By Lauren Foliart
City on a Hill Press Reporter

How well do you know your fish?

FishWise started with hopes of providing consumers and retailers with an answer to this question. Creating an extensive seafood grading system, the organization informs fish lovers about how sustainable each item is, where it came from, and how it was caught. Launched in 2002, the program hooked their first retail partner a year later with Santa Cruz’s New Leaf Market.

Fostering sustainable fishing, the organization helps customers be proactive and environmentally conscious of the food they choose to buy.

“Programs like FishWise help the marine environment because they educate customers in what they are buying,” said Mark Carr, a UC Santa Cruz professor of ecology and evolutionary biology. “People have a better understanding of how their purchases affect the environment and this promotes making sustainability more available.”

Teresa Armstrong, meat department manager for the New Leaf on Pacific Avenue, has worked at the store since the program was implemented in 2003.

“Customers are definitely positive about the system,” Armstrong said. “It can be confusing out there, trying to find fish without any problems, and the [FishWise] program informs them and makes choices easier.”

The grading system FishWise uses highlights the sustainability of the seafood coupled with the method in which the species was obtained.

Green, yellow, and red line the cards next to the items.
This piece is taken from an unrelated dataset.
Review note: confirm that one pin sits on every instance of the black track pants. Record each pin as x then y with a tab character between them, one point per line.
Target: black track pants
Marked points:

Green represents the most sustainable and red the least. Images symbolizing different methods of fishing, from basic trapping devices to contained aquaculture, are located in the corner of each card.

“The methods most sustainable are the ones with the least bycatch or least intrusive on the marine environment,” Armstrong said.
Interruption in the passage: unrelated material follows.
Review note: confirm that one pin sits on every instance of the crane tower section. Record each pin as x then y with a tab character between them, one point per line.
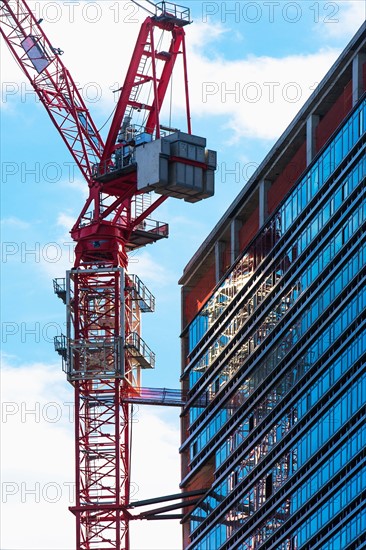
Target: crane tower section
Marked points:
128	177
Hook-line and contained aquaculture are some of the best catching methods, Armstrong explained. However, many fishermen rely on methods that are harmful to the ocean ecosystem.
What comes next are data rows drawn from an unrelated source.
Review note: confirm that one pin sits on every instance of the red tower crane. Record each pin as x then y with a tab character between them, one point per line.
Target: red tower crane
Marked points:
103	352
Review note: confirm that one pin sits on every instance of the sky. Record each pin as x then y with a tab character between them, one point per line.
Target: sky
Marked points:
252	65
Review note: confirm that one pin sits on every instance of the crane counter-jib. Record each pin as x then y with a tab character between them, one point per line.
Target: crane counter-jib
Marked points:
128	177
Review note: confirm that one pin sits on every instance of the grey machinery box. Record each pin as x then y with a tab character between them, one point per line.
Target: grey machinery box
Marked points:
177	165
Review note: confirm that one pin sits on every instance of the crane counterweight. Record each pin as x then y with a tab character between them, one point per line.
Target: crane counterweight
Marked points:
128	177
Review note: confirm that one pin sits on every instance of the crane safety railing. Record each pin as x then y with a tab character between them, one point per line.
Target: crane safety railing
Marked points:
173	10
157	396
“One of the worst methods is trawling,” Carr said. “Trawling involves scrapping the seafloor, disturbing and harming other species than the ones being fished for. In some regions, for example, this destroys coral and sponges and these species take up to a thousand years to grow back.”

According to the United Nations Food and Agriculture Organization, 25 percent of animals caught in fishing instruments die as a result and are thrown away in the ocean. Harmed species include everything from dolphins to coral reefs.

Scientific research continues to determine the most sustainable ways to fish the ocean and looks at how the environment is being the most harmed.

According to Casson Trenor, FishWise’s business development manager, FishWise closely follows this research, keeping the grading system up-to-date on all the latest discoveries.

“Usually when the rankings are changing it’s because of the continual development of science,” Trenor said. “Instead of being unsure about a certain fishing methodology, science can determine how sustainable or non-sustainable it is.”

For example, a species of freshwater fish called tilapia recently boosted from a red grade to a yellow grade because they began to be farm-raised and now are well on their way to receiving a green grade, Armstrong explained.

With growing positive interest in restoring the environment and sustainable living, FishWise continues to grow as an organization, finding support nationwide.

Trenor credited the strong Web base and outreach for the success of the program. In addition, FishWise collaborates with multiple environmental organizations such as World Wildlife Fund, The Ocean Conservatory, Environmental Defense Fund, and the Monterey Bay Aquarium.

“We’re a founding member of a group called the Conservation Alliance for Seafood Solutions, which is 15 different environmental NGOs that work on ocean issues and putting together a common mission for sustainable seafood,” Trenor said.

The six-year-old organization has received positive attention from retailers and customers, constantly expanding awareness and giving hope to the productiveness of its future.

“The project is in constant expansion, every year we’ve been much larger than the year before,” Trenor said. “Recently in 2007 we were exclusively in California; now it’s 2009 and we’re spread all across the country. By the end of 2009 I expect huge jumps in retail partnerships, and by 2010, who knows.”